Parece que há quem seja tão duro de compreensão que só depois do início de uma segunda temporada de fogos, já depois do episódio de Tancos e de tantos outros eventos “menores” (como aquelas coisas das viagens por conta, das nomeações torrenciais de familiares, etc, etc), parece ter percebido que o actual Governo tem uma política claramente definida desde o início do mandato de não se responsabilizar por nada que corra mal e, no caso de não poder fingir que nada acontecer, passar culpas e vitimizar-se.

O ministro Cabrita é apenas mais um numa linhagem longa de governantes que, perante uma situação problemática, tratam de sacudir a água do capote, apontar o dedo a outros e dizerem-se perseguidos ou vítimas de tenebrosas conspirações.

Em quase todos os casos, são apenas incompetentes que não sabem ir mais além e, portanto, precisam de um modo de contra-atacar perante uma opinião pública meio anémica, uma comunicação social vulnerável a “narrativas” em “exclusivo”, um presidente em busca do segundo mandato deste o primeiro dia e uma “oposição” que disso apenas tem o nome.

Na área da Educação, a estratégia do “coitadinho” foi bem visível em alguns momentos, com dois grandes artistas no “ai-jesus que me estão a difamar”, curiosamente os gajos e não tanto a SE Leitão, bem mais bruta nas reacções e menos dada às choraminguices em on ou off do Tiago e do João que cedo cumpriram na perfeição o guião definido.

Há quem só agora perceba isso?

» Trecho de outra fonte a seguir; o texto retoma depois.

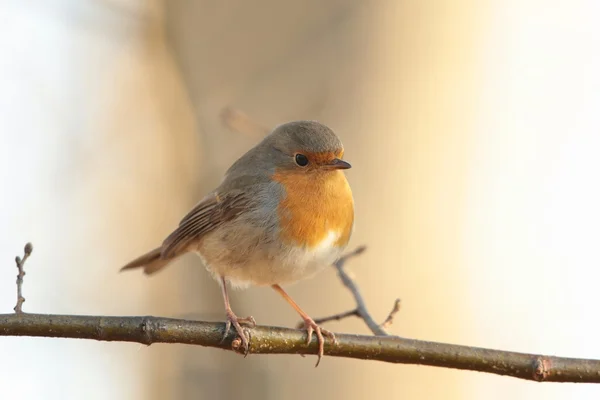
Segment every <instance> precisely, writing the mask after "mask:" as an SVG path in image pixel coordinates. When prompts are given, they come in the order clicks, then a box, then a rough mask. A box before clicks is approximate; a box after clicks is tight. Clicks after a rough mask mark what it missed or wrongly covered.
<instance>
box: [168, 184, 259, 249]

Por onde têm andado?

ChorarChorarChorarChorar

(ainda me lembro de um episódio menor da história da implementação do pafismo educacional, em que, descobrindo-se que a vaga de fundo de apoio a um governante era encenada a partir do seu próprio gabinete, a reacção foi armar-se em vítima e acusar terceiros de serem mentirosos e caluniadores… quando a verdade era outra…)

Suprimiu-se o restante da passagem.